On Thursday, May 8, vocalist Fernando “Fher” Olvera of Maná, the biggest Latin Rock Band in the world, joined supporters of Project Selva Negra in inaugurating a sprawling “Endemic Plant Nursery” near Ahuisculco, a small town located 30 kilometers southwest of Guadalajara, near Tala.
The nursery is already caring for over 100,000 seedlings and will soon be supplying trees for planting to organizations like CONAFOR (National Forest Commission) and Carlos Slim’s Carso, the company which is constructing the Macrolibramiento which promises to divert heavy traffic around, instead of through, greater Guadalajara.
I dropped in on Selva Negra project leader Francisco “Paco” Quintero the day after the inauguration to ask a few questions about the nursery, but not really expecting much of a story. To my surprise, I left with an insight into what seems to be an ecologist’s dream come true: a project that benefits nature as well as local communities with funding from organizations seriously interested in reducing their carbon footprints.
“The nursery,” Quintero told me, “employs local people and its sales will directly benefit Ahuisculco; however, it represents only a small part of a much bigger picture.”

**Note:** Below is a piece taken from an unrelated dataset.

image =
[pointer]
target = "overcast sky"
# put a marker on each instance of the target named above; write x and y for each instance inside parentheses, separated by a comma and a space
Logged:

To help me understand this bigger picture, Quintero took me back to 2010 when Arturo Balderas Torres of ITESO published a paper on reforestation and climate-change mitigation, arising from a project funded by the UK Darwin Initiative. “In his paper Balderas suggested that individuals and organizations should evaluate the damage they are doing to the environment and make up for it in practical ways,” explained Quintero.